Low-level functions operate on arrays and confusion matrices:

import scipy.sparse
from cellarium.cas.benchmarking import (
    build_confusion_matrix,
    compute_f_measure_from_cm,
    compute_hierarchical_f_measure_from_cm,
)
from cellarium.cas.postprocessing.cell_ontology.cell_ontology_cache import CellOntologyCache

# Load ontology cache (provides ancestor mapping)
import json
with open("ontology_resource.json") as f:
    resource = json.load(f)
cache = CellOntologyCache(resource)

# Build a confusion matrix from label lists
label_order = resource["cl_names"]
cm = build_confusion_matrix(y_true, y_pred, label_order)

# Standard F-measure
f_metrics = compute_f_measure_from_cm(cm)

# Hierarchical F-measure
h_metrics = compute_hierarchical_f_measure_from_cm(
    cm, label_order, cache
)

The high-level pipeline functions mirror the CLI steps:

from cellarium.cas.cli._benchmark_impl import (
    run_confusion_matrix_step,
    run_aggregate_step,
    run_f_measure_step,
    run_hierarchical_f_measure_step,
)

run_confusion_matrix_step("./annotate_outputs", "./bench", "cell_type_ontology_term_id", "cas_cell_type_name_1")
run_aggregate_step("./bench")
run_f_measure_step("./bench")
run_hierarchical_f_measure_step("./bench")

Aggregating custom groups

The CLI aggregate command groups confusion matrices by model_name automatically.

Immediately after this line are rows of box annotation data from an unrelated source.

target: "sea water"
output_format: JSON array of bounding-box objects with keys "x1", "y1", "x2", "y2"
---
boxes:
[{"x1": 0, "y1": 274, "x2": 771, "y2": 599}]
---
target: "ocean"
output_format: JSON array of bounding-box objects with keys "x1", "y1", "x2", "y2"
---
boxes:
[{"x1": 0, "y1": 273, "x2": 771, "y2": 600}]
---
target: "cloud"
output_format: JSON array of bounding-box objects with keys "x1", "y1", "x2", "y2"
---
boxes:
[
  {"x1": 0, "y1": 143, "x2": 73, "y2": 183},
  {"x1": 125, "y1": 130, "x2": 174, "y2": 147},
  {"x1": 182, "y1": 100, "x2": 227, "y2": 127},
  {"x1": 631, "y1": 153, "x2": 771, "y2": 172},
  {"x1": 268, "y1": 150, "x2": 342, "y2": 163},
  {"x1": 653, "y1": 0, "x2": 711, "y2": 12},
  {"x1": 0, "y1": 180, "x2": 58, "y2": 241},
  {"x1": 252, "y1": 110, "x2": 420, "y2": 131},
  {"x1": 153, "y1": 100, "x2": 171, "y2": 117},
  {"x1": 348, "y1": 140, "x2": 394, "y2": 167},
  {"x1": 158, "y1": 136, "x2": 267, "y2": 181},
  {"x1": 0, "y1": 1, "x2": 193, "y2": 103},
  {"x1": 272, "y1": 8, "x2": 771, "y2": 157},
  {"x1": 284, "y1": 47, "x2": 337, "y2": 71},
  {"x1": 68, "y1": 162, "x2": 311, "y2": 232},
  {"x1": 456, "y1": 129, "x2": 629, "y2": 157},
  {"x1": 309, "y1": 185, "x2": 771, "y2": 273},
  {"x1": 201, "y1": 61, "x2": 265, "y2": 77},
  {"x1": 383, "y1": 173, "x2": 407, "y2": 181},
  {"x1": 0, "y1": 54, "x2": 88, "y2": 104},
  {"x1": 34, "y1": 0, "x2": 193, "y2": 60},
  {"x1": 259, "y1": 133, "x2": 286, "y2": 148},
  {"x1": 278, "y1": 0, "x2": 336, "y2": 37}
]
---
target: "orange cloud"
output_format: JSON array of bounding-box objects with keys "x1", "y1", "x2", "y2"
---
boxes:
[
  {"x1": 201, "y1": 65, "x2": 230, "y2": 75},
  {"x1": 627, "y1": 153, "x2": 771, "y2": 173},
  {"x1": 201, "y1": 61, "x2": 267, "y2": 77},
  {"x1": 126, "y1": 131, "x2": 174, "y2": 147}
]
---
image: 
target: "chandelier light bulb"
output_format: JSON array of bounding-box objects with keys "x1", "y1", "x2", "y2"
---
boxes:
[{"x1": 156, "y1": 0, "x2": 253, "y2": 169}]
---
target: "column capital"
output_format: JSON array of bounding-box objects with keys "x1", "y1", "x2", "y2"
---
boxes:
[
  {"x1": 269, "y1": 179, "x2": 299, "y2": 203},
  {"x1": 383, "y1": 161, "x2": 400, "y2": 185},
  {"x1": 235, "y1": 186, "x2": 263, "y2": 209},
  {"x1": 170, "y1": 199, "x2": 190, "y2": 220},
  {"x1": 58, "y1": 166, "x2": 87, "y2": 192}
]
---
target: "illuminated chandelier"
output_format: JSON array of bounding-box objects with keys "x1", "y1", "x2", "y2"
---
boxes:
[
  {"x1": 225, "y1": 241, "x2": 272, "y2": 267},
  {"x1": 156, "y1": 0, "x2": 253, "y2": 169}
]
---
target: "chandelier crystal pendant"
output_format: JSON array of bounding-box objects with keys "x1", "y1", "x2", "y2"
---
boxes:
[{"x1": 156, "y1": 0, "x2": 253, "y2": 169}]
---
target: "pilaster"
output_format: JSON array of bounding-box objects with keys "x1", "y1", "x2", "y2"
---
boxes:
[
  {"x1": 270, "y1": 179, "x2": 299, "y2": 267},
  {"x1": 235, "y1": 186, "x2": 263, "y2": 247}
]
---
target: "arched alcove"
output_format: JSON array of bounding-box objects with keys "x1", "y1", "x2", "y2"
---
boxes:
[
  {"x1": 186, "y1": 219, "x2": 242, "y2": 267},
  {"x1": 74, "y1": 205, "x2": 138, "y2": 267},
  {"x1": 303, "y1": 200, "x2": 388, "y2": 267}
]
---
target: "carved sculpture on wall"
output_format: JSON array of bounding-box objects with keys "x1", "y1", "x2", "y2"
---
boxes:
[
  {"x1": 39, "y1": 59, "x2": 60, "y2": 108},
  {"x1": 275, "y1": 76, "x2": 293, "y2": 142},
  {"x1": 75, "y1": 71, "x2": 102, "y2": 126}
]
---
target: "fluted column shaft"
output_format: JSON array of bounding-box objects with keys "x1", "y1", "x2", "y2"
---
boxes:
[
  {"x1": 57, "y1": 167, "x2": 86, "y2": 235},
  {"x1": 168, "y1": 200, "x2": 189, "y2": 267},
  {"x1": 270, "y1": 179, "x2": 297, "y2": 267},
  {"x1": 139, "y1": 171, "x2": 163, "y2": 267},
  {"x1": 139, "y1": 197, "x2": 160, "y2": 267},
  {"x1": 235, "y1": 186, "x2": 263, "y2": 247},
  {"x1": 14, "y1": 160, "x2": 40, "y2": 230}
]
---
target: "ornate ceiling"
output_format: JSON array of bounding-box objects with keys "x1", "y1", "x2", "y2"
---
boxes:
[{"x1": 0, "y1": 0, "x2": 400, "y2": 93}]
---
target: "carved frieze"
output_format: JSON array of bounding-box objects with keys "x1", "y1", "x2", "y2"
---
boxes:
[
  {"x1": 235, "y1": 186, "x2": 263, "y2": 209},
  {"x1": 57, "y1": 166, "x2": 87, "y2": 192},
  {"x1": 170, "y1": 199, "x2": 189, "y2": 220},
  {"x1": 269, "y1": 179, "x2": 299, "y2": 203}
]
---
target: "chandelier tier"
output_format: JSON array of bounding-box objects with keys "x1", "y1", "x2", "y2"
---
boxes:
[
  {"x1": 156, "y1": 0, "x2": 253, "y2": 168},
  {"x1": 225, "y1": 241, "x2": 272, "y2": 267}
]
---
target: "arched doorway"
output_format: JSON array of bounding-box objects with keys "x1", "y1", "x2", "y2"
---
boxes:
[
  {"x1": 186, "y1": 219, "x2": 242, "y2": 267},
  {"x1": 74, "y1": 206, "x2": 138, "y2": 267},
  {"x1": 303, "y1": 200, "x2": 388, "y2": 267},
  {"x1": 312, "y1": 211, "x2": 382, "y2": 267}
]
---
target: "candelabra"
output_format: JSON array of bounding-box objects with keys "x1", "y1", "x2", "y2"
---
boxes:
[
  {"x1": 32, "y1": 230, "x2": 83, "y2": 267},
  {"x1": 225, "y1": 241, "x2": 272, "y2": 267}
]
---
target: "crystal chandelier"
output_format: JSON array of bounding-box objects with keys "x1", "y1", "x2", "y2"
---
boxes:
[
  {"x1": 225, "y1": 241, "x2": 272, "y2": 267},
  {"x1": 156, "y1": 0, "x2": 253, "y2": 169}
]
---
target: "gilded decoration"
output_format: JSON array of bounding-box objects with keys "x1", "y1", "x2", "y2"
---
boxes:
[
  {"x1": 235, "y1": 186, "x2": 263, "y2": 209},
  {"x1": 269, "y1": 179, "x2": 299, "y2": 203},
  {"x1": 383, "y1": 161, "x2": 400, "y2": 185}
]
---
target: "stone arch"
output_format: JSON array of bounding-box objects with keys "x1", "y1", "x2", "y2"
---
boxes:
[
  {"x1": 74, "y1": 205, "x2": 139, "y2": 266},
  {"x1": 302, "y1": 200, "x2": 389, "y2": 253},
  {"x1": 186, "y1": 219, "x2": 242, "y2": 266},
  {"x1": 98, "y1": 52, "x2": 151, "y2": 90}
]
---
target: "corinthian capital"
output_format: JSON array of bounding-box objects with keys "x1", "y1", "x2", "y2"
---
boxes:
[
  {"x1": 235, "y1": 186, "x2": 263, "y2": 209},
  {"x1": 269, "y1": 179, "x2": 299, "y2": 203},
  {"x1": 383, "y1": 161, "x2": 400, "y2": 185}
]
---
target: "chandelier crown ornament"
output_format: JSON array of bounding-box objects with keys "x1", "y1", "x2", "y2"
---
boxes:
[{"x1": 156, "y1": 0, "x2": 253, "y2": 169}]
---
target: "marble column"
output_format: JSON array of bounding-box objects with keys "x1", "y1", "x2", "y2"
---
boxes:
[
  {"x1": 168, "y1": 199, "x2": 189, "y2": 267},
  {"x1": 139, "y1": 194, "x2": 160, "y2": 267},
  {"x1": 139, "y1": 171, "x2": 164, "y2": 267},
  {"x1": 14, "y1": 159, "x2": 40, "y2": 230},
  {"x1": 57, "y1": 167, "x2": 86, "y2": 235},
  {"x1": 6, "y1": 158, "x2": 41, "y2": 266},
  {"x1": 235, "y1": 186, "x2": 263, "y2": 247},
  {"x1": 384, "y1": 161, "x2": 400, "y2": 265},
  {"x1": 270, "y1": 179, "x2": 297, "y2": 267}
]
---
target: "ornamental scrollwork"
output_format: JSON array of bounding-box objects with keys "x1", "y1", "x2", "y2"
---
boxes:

For custom groupings (e.g. by assay type or tissue), use aggregate_confusion_matrices directly in a notebook:

from cellarium.cas.benchmarking.confusion_matrix import (
    load_confusion_matrix,
    aggregate_confusion_matrices,
    save_confusion_matrix,
)

cms = []
for run_dir in my_custom_group_dirs:
    cm, _ = load_confusion_matrix(run_dir)
    cms.append(cm)

agg = aggregate_confusion_matrices(cms)

Azimuth integration

The cellarium.cas.benchmarking.azimuth helpers convert Azimuth annotation outputs into CAS-compatible annotate directories so they can be evaluated with the same pipeline. See cellarium.cas.benchmarking.azimuth.helpers.azimuth_to_cas_annotation for usage.

Important: when level_specs is auto-detected, Azimuth levels are ordered most granular first (rank 1 = finest level), matching CAS convention. If you pass explicit level_specs, list them most-granular first.